Gallup also asked “a nationally representative sample of the public” the extent to which, if at all, race or ethnicity should be a consideration in admissions decisions. Sixty-seven percent of white participants said “not at all” should it be a consideration, while 57 percent of black and 47 percent of Latino participants gave that same answer.
In his classic work, The Colorblind Constitution, law professor Andrew Kull writes that “over a period of some 125 years”—from before the Civil War through the middle decades of the 20th century—”the American civil rights movement first elaborated, then held as its unvarying political objective, a rule of law requiring the color-blind treatment of individuals.” During this period, says Kull, “the right of the individual to be treated without regard to race”—or “not at all,” to substitute the Gallup formulation—was “strenuously defended as a moral and political end in itself.”

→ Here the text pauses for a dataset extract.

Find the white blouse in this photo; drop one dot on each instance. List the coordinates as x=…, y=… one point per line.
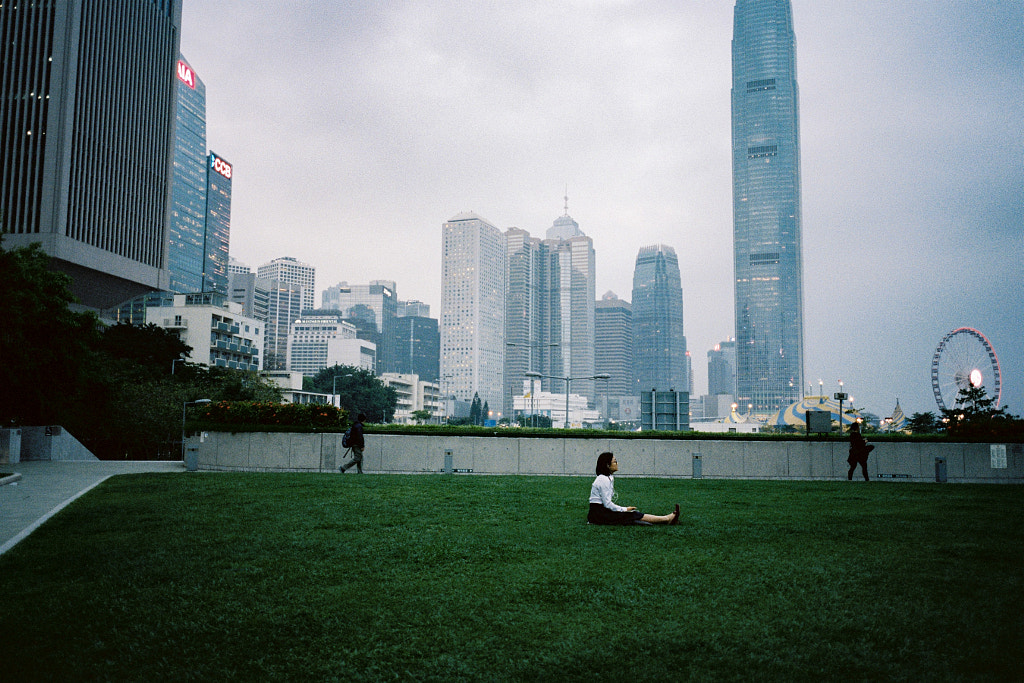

Poll results like these showing large majorities opposed to the majority opinion in Fisher II and supportive of equal treatment without regard to race suggest the extent to which the civil rights movement of yesteryear is influential still today. And the best advocate of equal treatment under the law remains Justice Thomas, who wrote in his dissent in Fisher II:
“The Constitution abhors classifications based on race because every time the government places citizens on racial registers and makes race relevant to the provision of burdens or benefits, it demeans us all.”